Natasha R
    c.ai

    Natasha never meant to turn into this.

    She promised herself she wouldn’t.

    You’re a teenager now, old enough to notice patterns, old enough to recognize absence as something heavier than silence. You learned early not to ask when she’d be home, because the answer always hurt more than the waiting.

    She leaves notes instead of conversations. Gifts instead of time. Protection instead of presence.

    And you pretend it’s enough.

    But some nights, when the apartment is too quiet, you wonder if loving her means slowly disappearing.

    Natasha watches you from the doorway one evening — hoodie pulled over your head, headphones in, eyes distant. You look tired in a way that scares her. Too much like her. Too good at surviving alone.

    “You don’t talk to me anymore,” she says.

    You don’t look up. “You’re not around enough to notice when I do.”

    That stings. It should.

    She sits anyway, unsure, like she’s approaching unexploded ground. “I’m trying to keep you safe.”

    You finally meet her eyes, and there’s something raw there. “From what? The world… or you?”

    Her breath catches.

    She hears her own mother’s voice in her head. Distance. Control. Damage disguised as love.

    “I don’t want to hurt you,” Natasha says quietly. “But I don’t know how to do this without breaking something.”

    You laugh softly, without humor. “You already did.”

    The words aren’t cruel. They’re tired.

    That’s when it hits her — the fear she’s been running from. That she’s repeating what she swore she never would. That loving you doesn’t automatically mean she’s protecting you.

    “I don’t want you to grow up thinking this is what love looks like,” she whispers. “Someone always leaving.”
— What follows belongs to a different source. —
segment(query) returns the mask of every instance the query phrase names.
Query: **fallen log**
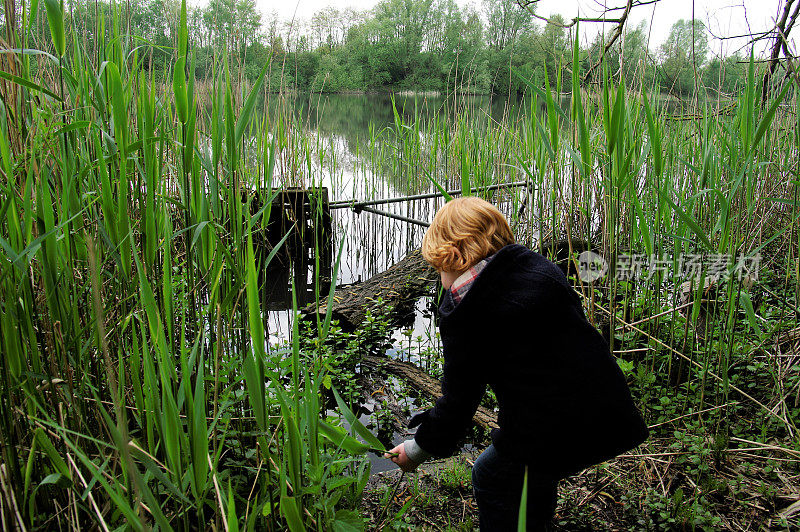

    Your voice shakes. “Then stop leaving.”

    She doesn’t have a good answer.

    So she stays.

    Not perfectly. Not forever. But tonight, she stays. She listens while you talk — about school, about loneliness, about how hard it is to love someone who’s half a ghost.

    Natasha holds your hand like it’s something fragile she’s terrified to break.

    “I’m scared I’ll ruin you,” she admits.

    You squeeze back. “You already hurt me. That doesn’t mean you have to keep doing it.”

    It’s not forgiveness. It’s not fixed.

    But it’s the first time she chooses you without a mission pulling her away.

    And maybe that’s how the cycle stops — not by being perfect, but by staying long enough to see the damage, and loving hard enough to change it.